Compulsory work experience always promised to be an exciting task. Two weeks off school. Cool. Hours of searching for the most impressive company. Cool.

My own experiences of other kinds of work experience, the kind requiring that you actually give up your own time, didn’t extend beyond dressing up as a Cornish Piskie and skipping through the streets handing out flyers for my mum’s craft market. Cool…

The time spent searching for some big-time, career-aim-relevant company for that first exciting week off school was the good kind of stressful. My hopes and dreams were raised at every mention of Pinewood Studios or the BBC. When my place at BSkyB was confirmed, thanks to a chance connection through parents’ friends, the wash of enthusiasm was maintained.

Six months later, searching for my second placement, I was aiming more tamely. A local art gallery and museum didn’t have the same effect on my CV, but after two days I was in love with the job. The team were close, and everyone was especially unified in excitement over a new exhibition.
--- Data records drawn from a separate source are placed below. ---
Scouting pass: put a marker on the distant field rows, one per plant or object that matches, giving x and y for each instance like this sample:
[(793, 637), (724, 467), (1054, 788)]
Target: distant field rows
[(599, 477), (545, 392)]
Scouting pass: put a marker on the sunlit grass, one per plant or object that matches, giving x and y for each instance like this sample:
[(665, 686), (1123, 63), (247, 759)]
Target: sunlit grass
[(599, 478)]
The display windows were going to be set up like the old shop fronts of Penzance. Two or three days were spent with elderly volunteers, searching through collections of paintings and ceramic ornaments for the ones they remembered with the most fondness from their childhoods.

In the big building in London, I was impressed by the little cards the employees used to get their lunch. They didn’t need to carry money! The kickboxing my supervisor taught in the lunch break sounded so exciting and adult. At moments throughout the week, I caught myself thinking, “it really would be pretty fun working in an office”. The most pleasure I took from the whole experience was staying late or over breaks, because I simply had to finish labelling all those envelopes before being given the second list of addresses the following day. I was positive that my diligent attitude was impressing people. This would be how I’d make connections.
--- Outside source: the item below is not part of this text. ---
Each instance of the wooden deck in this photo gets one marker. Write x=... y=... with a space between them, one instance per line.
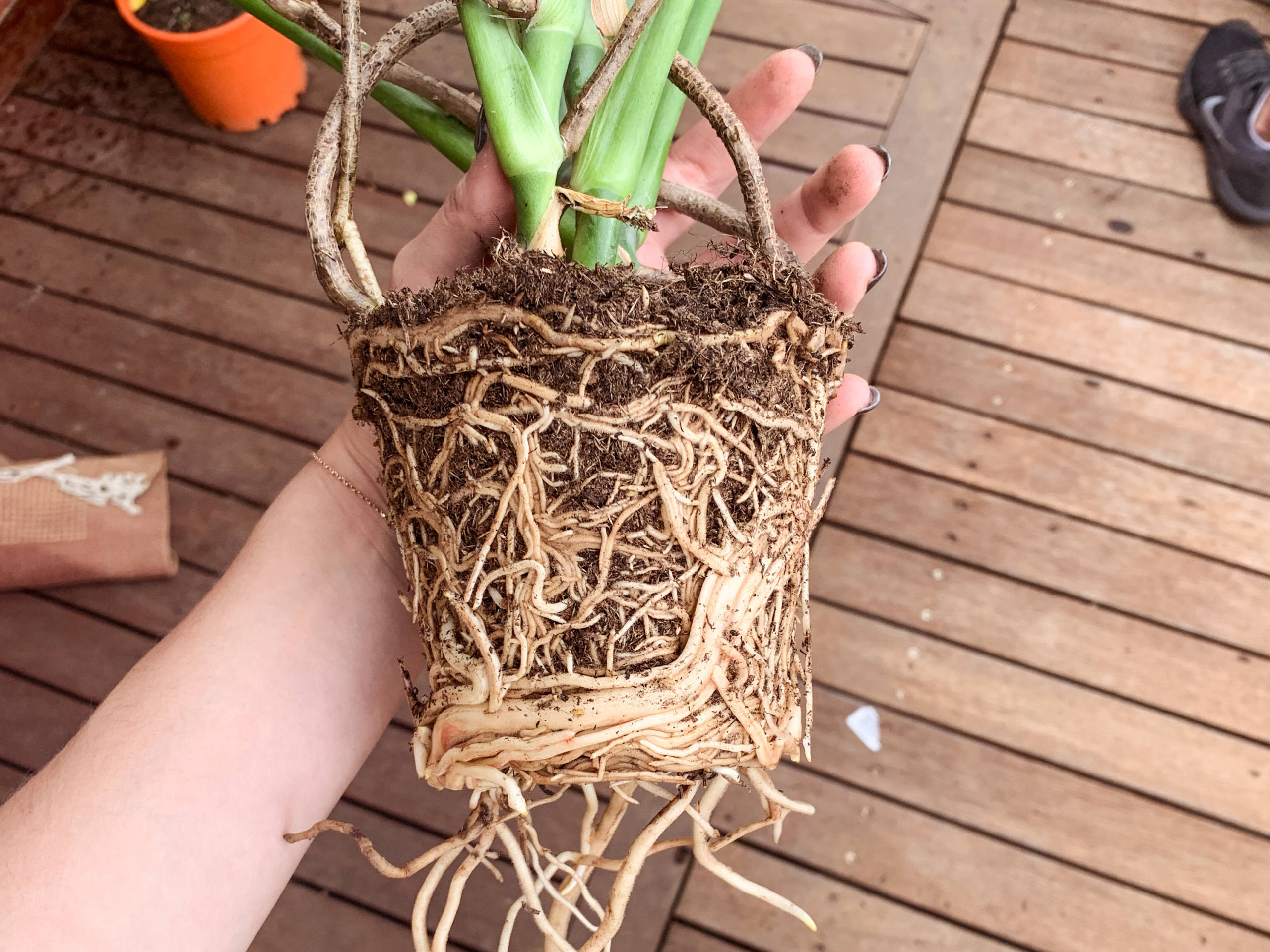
x=1047 y=564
Looking back, six months later, my previous attitude suddenly appeared as pure naivety. Walking along the Penzance waterfront, waves crashing up in ridiculous arches across the road, I’d been taken on an “important” excursion by the woman who was in charge of the shop..

It had started innocently eough. She’d needed to collect some prints and, since she was in charge of me, “no reason you shouldn’t come along”. After fifteen minutes, I knew all about her two daughters at art colleges, their motivations and their every career aim as they had developed from being my age.
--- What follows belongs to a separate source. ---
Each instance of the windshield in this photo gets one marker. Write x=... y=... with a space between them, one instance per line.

There was a disused slip road in the little hidden part of town that I “simply had to see”. I followed her down some pretty steep, rocky steps. There was heavy rain and I was watching out for moss. A few metres away from the spot, she decided it wasn’t the best idea to go all the way down, so we leant against an iron rail and felt the spray from the swelling water crashing against a row of houses. On the way back, she listed artists who’d been fascinated by the movement of water.

I spent the rest of the afternoon drying off in the gallery, staring at the moving, sparkling quality of the sea in every painting. My childish, fearful side had so much been expecting to have to hide that I’d spent four hours doing something so far from working. When the five o’clock team tea break consisted of excitedly chattering about the power of the sea, I couldn’t imagine ever wanting to work in a bloody office.

Frankie secured her work experience with BskyB through a family friend. The Careers Department’s teaser campaign revealed that 16% of last year’s graduates got their job through a friend or family member.